Die hier angebotene Citypastoral entspricht der Gemeindeebene, also der Profilierung von Gemeinden, die sich ihrer Lage bewußt sind und dementsprechend Schwerpunkte gesetzt haben.

Als besonderes Angebot der Stadtkirche wurde der „Kirchenladen” aufgebaut: Dieser ist eine offene, niederschwellige, einladende Informati-ons- und Kontaktstelle der katholisehen Kirche für Passanten und Interessierte. Zentraler Sinn ist es, in den heutigen Lebenszentren präsent zu sein und Kontakt mit dem befreienden und humanisierenden Evangelium in passantengerechter Form anzubieten. Indem versucht wird, sich auf jedes Anliegen ernsthaft einzulassen, kann die Erfahrung einer offenen, einladenden und menschenfreundlichen Kirche gemacht werden.

Der „Kirchenladen” versucht, diesem Anspruch auf dreierlei Weise gerecht zu werden.
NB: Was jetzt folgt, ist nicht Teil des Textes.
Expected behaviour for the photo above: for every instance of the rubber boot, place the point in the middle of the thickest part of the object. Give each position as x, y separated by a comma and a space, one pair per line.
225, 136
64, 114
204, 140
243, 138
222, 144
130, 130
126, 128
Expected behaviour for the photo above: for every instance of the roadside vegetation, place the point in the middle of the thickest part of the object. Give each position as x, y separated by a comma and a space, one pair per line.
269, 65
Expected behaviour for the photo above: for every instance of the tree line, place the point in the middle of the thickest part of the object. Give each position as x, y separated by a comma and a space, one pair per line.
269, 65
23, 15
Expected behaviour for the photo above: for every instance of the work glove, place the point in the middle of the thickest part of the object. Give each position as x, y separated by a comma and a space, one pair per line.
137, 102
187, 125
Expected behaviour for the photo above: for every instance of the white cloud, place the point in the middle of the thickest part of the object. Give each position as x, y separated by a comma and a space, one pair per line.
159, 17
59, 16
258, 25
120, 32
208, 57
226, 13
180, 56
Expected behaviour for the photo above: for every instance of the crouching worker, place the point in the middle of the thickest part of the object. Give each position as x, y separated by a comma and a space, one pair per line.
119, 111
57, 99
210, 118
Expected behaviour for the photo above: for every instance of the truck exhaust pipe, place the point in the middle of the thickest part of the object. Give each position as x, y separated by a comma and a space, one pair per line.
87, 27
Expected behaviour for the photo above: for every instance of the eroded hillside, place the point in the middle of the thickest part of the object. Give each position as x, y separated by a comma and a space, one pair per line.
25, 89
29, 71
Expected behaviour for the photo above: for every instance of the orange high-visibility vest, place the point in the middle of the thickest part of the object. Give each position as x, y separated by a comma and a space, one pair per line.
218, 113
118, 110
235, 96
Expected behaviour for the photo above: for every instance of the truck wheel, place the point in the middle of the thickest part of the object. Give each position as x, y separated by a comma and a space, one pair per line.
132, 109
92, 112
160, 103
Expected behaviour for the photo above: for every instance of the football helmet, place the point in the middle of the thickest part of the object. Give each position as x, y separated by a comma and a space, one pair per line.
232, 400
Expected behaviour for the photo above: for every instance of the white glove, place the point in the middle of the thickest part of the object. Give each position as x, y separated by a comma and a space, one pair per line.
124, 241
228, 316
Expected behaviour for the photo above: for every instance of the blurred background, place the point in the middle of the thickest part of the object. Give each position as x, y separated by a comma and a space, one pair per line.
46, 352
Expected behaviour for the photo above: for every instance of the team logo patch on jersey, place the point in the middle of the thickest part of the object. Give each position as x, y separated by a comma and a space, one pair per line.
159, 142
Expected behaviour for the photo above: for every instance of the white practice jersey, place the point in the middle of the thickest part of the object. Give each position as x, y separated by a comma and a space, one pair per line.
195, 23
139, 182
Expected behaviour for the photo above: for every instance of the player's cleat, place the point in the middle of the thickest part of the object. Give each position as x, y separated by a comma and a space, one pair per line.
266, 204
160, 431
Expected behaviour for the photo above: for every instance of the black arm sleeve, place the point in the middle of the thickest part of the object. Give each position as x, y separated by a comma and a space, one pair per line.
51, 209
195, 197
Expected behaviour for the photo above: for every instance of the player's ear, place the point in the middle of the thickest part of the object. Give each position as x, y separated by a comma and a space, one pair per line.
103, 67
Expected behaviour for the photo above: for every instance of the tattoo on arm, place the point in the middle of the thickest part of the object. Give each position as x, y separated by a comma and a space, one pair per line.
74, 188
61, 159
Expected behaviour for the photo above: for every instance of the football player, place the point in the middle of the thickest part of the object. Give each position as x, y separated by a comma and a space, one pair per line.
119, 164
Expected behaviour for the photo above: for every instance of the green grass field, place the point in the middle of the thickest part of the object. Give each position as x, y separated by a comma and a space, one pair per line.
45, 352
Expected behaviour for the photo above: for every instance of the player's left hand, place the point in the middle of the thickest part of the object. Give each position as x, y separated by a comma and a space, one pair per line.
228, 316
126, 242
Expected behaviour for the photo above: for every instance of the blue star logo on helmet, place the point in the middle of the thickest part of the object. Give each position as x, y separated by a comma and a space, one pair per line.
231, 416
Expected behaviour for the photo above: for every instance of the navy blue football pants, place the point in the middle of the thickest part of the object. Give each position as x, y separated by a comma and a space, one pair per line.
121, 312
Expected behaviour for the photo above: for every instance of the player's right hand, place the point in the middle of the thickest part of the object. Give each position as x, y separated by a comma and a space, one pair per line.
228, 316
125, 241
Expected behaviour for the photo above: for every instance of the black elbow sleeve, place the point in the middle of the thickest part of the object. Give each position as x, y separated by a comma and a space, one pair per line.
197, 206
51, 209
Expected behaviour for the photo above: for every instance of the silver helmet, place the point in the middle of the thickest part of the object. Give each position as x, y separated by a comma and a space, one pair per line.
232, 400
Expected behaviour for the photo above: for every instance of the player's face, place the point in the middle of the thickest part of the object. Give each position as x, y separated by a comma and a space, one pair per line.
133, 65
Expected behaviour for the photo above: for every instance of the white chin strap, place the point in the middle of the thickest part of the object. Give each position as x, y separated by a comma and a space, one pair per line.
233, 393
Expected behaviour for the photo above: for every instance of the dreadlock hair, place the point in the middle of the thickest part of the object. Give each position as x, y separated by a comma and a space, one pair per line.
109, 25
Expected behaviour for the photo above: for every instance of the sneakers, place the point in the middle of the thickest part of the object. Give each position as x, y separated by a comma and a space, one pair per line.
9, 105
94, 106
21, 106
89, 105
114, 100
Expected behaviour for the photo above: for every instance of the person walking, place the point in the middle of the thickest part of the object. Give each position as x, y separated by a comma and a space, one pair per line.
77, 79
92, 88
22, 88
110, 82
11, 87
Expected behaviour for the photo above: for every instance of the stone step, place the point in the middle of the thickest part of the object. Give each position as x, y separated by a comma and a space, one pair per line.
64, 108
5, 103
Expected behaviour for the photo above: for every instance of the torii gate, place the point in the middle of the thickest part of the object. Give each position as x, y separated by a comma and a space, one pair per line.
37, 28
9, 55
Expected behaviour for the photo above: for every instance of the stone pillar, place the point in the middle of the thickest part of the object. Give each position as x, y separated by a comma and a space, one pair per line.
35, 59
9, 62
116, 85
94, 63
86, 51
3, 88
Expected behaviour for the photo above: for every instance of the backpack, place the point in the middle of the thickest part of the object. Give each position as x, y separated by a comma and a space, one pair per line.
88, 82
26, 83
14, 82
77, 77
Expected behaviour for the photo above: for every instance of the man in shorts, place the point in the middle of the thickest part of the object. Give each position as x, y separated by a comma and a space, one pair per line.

Er will

■ Information über das kirchliche lieben in Frankfurt in unverbindlicher und leicht erreichbarer Form geben,

■ ein informelles Gesprächsangebot in Glaubens und Kirchenfragen bieten und

■ „erste Anlaufstelle” sein, die an entsprechende Fachberatungen weitervermittelt.

Eine grundlegende Erfahrung der letzten fünf Jahre war, daß Fernstehende kirchliche Angebote wahrnehmen, wenn diese keine unmittelbare Verpflichtung nach sich ziehen (könnten). Der „Kirchenladen” ist nicht Konkurrenz zu Angeboten der kirchlichen Gemeinden, sondern weist auf passende Angebote hin um Vielfalt transparent zu machen und übersichtlich zu gestalten!